Clinton, as representative of both the U.S. and the U.N., is an extremely important figure in Haiti's immediate future. As he explains today in both the Washington Post and Time, he he has every intention of making rebuilding a long- and not short-term endeavor. Though Clinton was likely far too busy to write either article personally, the policy plans they articulate have serious, concrete repercussions for a nation badly in need of help. From the Post:

I met with U.N. Secretary General Ban Ki-moon on Wednesday and with other key U.N. leaders to discuss Haiti's immediate and long-term needs. [...] This work helps create more jobs, better education, better health care, less deforestation and more clean energy for a nation in desperate need. We made a good beginning, and before the earthquake I believed that Haiti was closer than ever to securing a bright future. Despite this tragedy, I still believe that Haiti can succeed.

From Time:

Once we deal with the immediate crisis, the development plans the world was already pursuing have to be implemented more quickly and on a broader scale. I'm interested in just pressing ahead with it. Haiti isn't doomed. Let's not forget, the damage from the earthquake is largely concentrated in the Port-au-Prince area. That has meant a tragic loss of life, but it also means there are opportunities to rebuild in other parts of the island. So all the development projects, the agriculture, the reforestation, the tourism, the airport that needs to be built in the northern part of Haiti -- everything else should stay on schedule.
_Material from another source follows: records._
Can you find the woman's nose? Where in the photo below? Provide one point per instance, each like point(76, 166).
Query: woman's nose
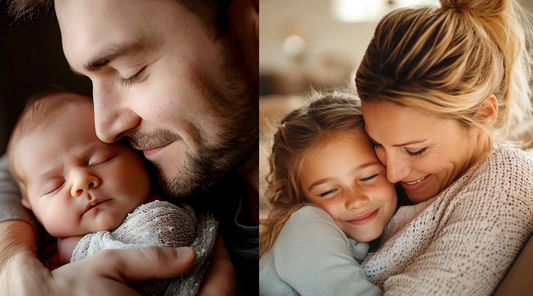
point(398, 168)
point(82, 180)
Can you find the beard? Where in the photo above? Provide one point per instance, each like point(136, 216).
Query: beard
point(233, 94)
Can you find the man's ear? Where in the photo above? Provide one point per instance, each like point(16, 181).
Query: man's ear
point(243, 18)
point(488, 113)
point(26, 204)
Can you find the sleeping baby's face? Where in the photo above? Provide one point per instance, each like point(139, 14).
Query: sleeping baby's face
point(75, 183)
point(350, 184)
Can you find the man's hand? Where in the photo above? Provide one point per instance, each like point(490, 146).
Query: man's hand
point(105, 273)
point(220, 280)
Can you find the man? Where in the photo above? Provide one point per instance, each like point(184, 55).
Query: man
point(178, 78)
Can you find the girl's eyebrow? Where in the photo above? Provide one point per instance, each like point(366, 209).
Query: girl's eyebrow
point(321, 181)
point(360, 167)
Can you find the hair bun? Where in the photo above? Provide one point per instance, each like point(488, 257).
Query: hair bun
point(455, 5)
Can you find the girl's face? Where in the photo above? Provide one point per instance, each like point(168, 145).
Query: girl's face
point(422, 152)
point(349, 182)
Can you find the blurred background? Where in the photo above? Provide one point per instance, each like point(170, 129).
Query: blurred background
point(311, 43)
point(31, 61)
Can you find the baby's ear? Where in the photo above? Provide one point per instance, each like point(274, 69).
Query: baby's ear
point(26, 204)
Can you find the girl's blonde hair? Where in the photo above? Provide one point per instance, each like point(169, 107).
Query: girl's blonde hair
point(303, 134)
point(448, 60)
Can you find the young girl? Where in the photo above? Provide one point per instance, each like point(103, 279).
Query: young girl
point(324, 175)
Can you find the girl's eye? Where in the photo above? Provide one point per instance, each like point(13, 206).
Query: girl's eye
point(53, 186)
point(327, 193)
point(375, 144)
point(419, 152)
point(133, 79)
point(369, 178)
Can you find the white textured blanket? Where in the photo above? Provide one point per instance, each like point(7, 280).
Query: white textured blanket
point(161, 224)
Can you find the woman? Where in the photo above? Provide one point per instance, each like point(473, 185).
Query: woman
point(439, 87)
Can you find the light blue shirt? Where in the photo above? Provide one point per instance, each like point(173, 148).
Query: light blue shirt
point(313, 256)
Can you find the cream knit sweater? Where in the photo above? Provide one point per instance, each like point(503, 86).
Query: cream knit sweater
point(462, 241)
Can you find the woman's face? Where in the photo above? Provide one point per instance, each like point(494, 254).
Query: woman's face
point(349, 183)
point(422, 152)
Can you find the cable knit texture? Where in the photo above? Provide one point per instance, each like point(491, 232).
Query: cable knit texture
point(462, 241)
point(161, 224)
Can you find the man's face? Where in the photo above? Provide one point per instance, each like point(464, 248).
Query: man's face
point(75, 183)
point(160, 79)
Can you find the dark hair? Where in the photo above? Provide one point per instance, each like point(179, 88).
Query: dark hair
point(211, 12)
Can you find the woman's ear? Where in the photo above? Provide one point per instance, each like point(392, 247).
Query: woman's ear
point(488, 113)
point(26, 204)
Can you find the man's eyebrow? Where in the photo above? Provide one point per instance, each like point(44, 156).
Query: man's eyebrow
point(112, 52)
point(360, 167)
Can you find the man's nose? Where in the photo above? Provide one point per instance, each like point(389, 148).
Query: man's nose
point(112, 117)
point(398, 168)
point(82, 181)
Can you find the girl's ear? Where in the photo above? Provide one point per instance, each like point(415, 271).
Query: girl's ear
point(26, 204)
point(488, 113)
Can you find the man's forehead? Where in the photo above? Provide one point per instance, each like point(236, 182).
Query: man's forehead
point(90, 32)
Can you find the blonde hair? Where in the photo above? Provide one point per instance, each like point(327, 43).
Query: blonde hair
point(39, 113)
point(302, 134)
point(448, 60)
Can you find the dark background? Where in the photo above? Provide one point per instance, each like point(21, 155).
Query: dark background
point(31, 61)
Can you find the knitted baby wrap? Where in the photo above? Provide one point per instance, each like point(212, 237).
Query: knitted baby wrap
point(161, 224)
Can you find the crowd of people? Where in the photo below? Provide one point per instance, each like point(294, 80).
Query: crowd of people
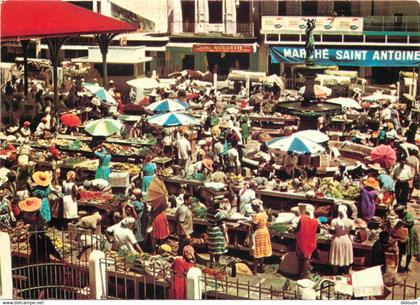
point(38, 195)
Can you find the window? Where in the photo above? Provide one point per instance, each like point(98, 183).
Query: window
point(215, 12)
point(342, 8)
point(309, 8)
point(188, 62)
point(281, 8)
point(117, 69)
point(188, 11)
point(243, 13)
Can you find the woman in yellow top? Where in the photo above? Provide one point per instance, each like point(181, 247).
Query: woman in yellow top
point(261, 238)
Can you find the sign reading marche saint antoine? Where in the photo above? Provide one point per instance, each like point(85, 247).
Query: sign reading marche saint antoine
point(347, 57)
point(297, 25)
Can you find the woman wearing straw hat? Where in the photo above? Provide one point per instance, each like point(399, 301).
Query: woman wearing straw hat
point(70, 194)
point(341, 251)
point(42, 189)
point(306, 239)
point(6, 214)
point(149, 172)
point(103, 170)
point(217, 233)
point(180, 267)
point(262, 243)
point(368, 198)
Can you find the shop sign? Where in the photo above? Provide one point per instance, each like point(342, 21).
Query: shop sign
point(210, 27)
point(216, 48)
point(348, 57)
point(297, 25)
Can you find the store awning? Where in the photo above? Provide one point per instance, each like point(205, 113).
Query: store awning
point(116, 55)
point(26, 19)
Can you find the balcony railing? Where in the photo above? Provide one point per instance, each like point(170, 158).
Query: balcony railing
point(245, 29)
point(188, 27)
point(392, 24)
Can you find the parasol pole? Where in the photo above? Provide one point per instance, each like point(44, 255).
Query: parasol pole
point(54, 46)
point(103, 41)
point(25, 48)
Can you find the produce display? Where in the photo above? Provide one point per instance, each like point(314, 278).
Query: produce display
point(94, 196)
point(324, 187)
point(76, 145)
point(161, 160)
point(167, 172)
point(126, 150)
point(339, 190)
point(132, 169)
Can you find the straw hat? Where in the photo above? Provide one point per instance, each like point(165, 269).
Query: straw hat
point(71, 175)
point(136, 192)
point(42, 178)
point(375, 166)
point(54, 151)
point(225, 124)
point(208, 163)
point(166, 248)
point(30, 204)
point(371, 182)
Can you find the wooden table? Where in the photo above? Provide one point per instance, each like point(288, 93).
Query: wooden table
point(281, 243)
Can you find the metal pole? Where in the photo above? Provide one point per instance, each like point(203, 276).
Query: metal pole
point(25, 48)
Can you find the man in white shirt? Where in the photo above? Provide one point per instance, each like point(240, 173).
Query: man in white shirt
point(184, 150)
point(233, 159)
point(402, 174)
point(246, 196)
point(42, 126)
point(386, 114)
point(97, 185)
point(123, 235)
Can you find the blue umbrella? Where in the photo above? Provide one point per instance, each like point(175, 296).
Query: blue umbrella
point(167, 105)
point(100, 93)
point(387, 182)
point(172, 119)
point(295, 144)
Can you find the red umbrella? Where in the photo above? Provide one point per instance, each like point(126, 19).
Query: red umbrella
point(384, 155)
point(70, 120)
point(192, 95)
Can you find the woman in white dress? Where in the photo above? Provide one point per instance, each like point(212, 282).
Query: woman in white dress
point(70, 194)
point(341, 252)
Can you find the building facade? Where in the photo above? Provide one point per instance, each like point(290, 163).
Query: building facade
point(377, 38)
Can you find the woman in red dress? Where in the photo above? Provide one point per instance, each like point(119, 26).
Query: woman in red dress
point(306, 239)
point(160, 230)
point(180, 268)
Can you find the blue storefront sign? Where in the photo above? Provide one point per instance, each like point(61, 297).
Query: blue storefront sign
point(348, 57)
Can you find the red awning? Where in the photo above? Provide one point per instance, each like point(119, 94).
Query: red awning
point(26, 19)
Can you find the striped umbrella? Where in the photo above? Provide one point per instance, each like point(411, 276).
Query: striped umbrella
point(345, 102)
point(172, 119)
point(312, 135)
point(167, 105)
point(70, 120)
point(320, 91)
point(295, 144)
point(100, 93)
point(103, 127)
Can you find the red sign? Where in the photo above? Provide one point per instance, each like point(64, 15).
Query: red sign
point(215, 48)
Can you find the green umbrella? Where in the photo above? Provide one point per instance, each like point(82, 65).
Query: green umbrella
point(103, 127)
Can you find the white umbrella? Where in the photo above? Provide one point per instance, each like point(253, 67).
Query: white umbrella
point(345, 102)
point(380, 97)
point(103, 127)
point(295, 144)
point(144, 82)
point(173, 119)
point(320, 91)
point(312, 135)
point(100, 93)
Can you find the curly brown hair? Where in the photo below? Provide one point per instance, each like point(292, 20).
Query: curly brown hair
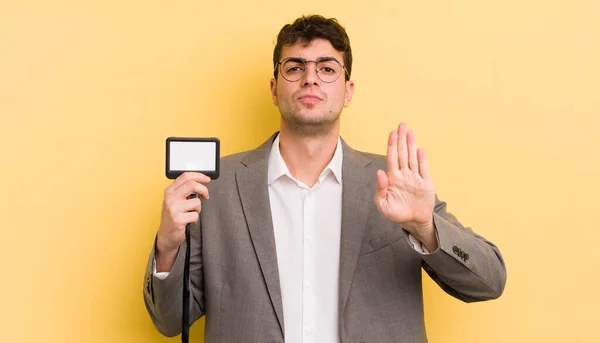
point(307, 28)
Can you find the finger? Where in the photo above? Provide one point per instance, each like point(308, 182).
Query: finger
point(413, 162)
point(185, 177)
point(392, 155)
point(423, 166)
point(187, 218)
point(191, 187)
point(382, 184)
point(402, 148)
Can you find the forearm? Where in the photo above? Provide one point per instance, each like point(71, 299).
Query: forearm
point(465, 265)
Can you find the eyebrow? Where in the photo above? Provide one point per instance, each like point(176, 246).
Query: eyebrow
point(320, 59)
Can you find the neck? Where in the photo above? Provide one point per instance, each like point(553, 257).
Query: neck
point(307, 155)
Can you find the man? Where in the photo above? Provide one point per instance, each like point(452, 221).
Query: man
point(305, 239)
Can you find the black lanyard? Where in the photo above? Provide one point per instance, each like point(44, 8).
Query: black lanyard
point(185, 316)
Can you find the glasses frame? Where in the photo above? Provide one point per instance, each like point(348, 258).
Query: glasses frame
point(277, 69)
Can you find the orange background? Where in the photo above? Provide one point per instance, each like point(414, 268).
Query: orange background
point(503, 96)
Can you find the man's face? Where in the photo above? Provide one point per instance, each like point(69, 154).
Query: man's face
point(310, 102)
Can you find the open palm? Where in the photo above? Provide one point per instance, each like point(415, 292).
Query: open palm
point(405, 194)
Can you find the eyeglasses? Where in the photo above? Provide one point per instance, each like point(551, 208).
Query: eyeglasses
point(294, 68)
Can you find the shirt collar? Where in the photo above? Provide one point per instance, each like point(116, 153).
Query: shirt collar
point(278, 168)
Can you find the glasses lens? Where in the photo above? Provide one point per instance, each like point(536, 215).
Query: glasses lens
point(293, 70)
point(328, 70)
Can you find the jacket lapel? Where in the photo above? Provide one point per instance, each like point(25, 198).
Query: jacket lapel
point(356, 202)
point(252, 185)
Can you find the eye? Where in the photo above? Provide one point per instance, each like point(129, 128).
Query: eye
point(328, 70)
point(294, 69)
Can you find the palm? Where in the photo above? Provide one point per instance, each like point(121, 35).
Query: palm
point(405, 194)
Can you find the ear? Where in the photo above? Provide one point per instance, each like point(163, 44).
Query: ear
point(349, 92)
point(274, 91)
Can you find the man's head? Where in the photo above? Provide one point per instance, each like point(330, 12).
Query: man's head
point(312, 64)
point(306, 29)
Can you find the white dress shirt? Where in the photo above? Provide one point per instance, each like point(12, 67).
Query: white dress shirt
point(307, 229)
point(307, 226)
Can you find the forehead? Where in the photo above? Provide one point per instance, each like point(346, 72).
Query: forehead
point(316, 48)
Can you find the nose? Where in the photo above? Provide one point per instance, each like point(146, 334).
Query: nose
point(310, 75)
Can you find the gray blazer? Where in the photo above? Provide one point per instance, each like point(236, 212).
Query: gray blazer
point(233, 271)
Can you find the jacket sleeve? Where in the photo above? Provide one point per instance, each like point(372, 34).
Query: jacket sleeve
point(465, 265)
point(163, 298)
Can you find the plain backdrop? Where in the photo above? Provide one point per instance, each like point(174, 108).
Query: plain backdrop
point(503, 96)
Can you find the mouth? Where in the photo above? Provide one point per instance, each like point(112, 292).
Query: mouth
point(310, 98)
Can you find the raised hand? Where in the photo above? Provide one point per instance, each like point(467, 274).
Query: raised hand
point(405, 194)
point(178, 211)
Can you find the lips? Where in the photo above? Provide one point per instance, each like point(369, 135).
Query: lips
point(310, 98)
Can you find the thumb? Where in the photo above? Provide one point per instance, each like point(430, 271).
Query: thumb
point(382, 183)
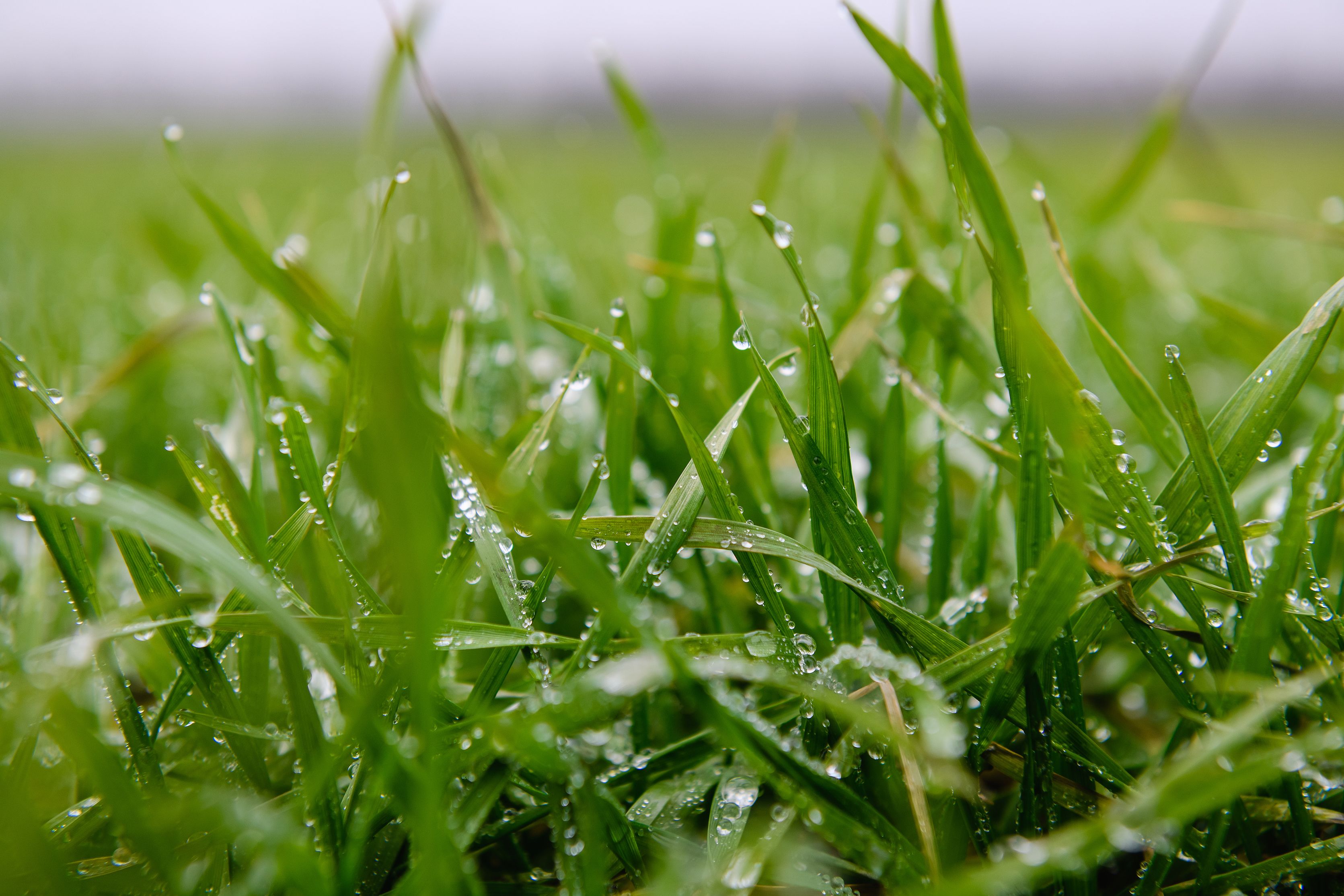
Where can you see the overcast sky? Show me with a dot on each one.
(73, 62)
Clinton makes clear that he feels a personal commitment to Haiti he has every intention of honoring. For him, that means acknowledging and addressing the centuries-old historical forces that so weakened Haiti. Representing the U.S. and U.N., Clinton's goals reflect the world's goals in the country. Many people wrote about Haiti today, discussing everything from immigration to divine intent. Opinions matter, but Clinton's reflect action, and action is what Haiti needs.